I haven't seen the movie nor do I know alot about David Cronenberg's films, but given this information, I have a theory.  I suspect that the tail is somehow symbolic.  I found this quote from Roger Ebert's website:

"to the innate violence of Darwinian evolution, in which better-adapted organisms replace those less able to cope. 'I am a complete Darwinian,' says Cronenberg, whose new film is in many ways about the survival of the fittest -- at all costs."

In addition, I found bit of information that someone on the imdb message boards brought up [possible spoiler]:



Spoiler



"Some posts have claimed that this film demonstrates Darwin's natural selection - ie Tom is stronger thus he wins. The fact that his son is able, when he finally cracks, to deliver such well aimed violence when he has presumably never before even hit anyone, seems to imply that he has inherited the ability to be violent."

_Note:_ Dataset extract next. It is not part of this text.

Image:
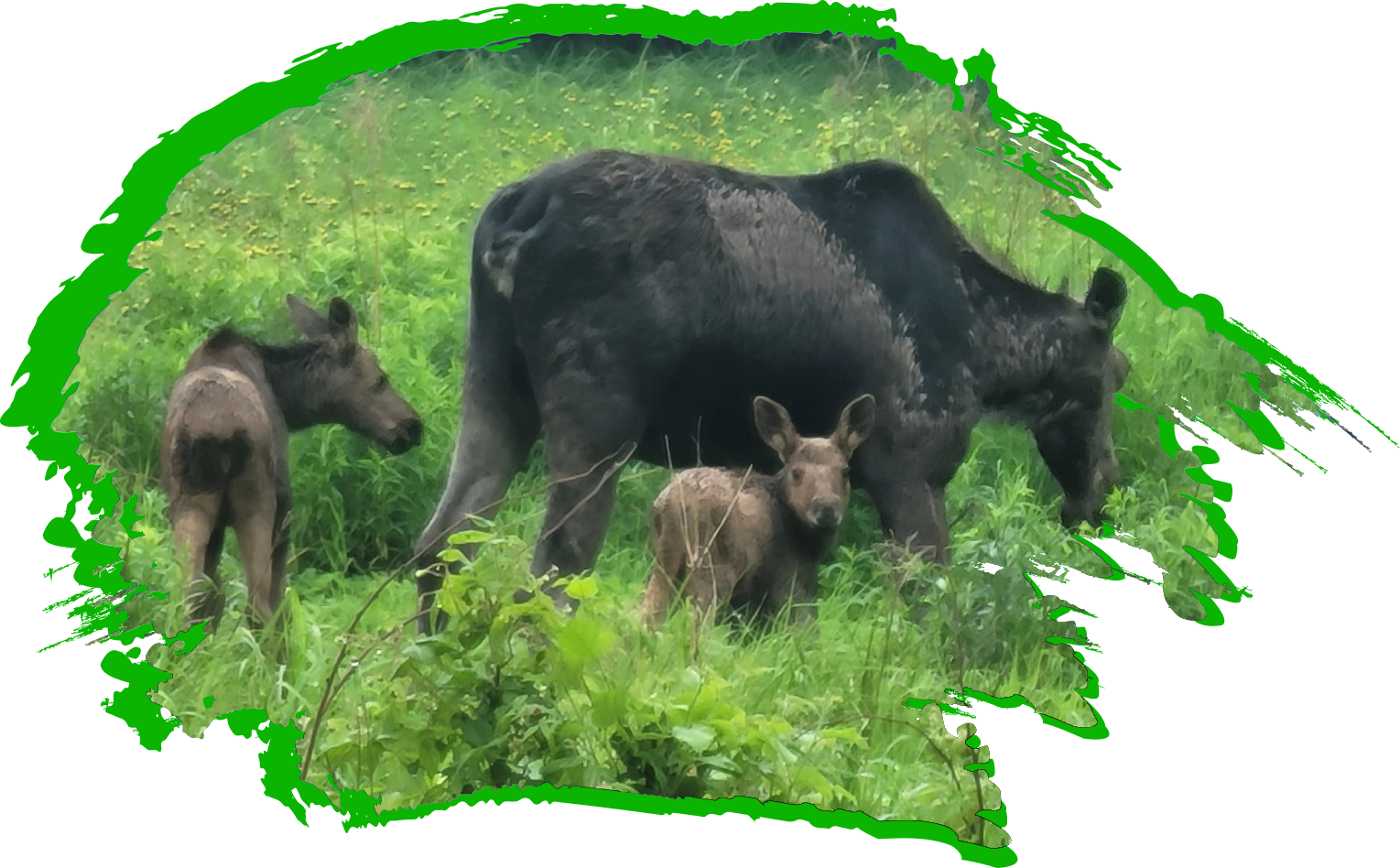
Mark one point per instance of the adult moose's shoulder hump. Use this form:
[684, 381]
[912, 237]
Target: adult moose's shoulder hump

Given Cronenberg's inclinations toward the unusual (Naked Lunch still leaves twisted imagery in my head), it might make sense.


----------



## 1sallycat (Nov 19, 2016)

I think the tail is real and not added for a Darwinian aspect, because you can see it when he runs naked into the water in "The Road", as well.


----------



## RangerWickett (Nov 21, 2016)

Mortensen doesn't have a tail in Eastern Promises, which also has a naked fight scene.


----------



## Ralif Redhammer (Nov 21, 2016)

Hrm. Never noticed that. I’m a big fan of classic Cronenberg, but pretty much anything after eXistenz has left me cold, except for Eastern promises.


----------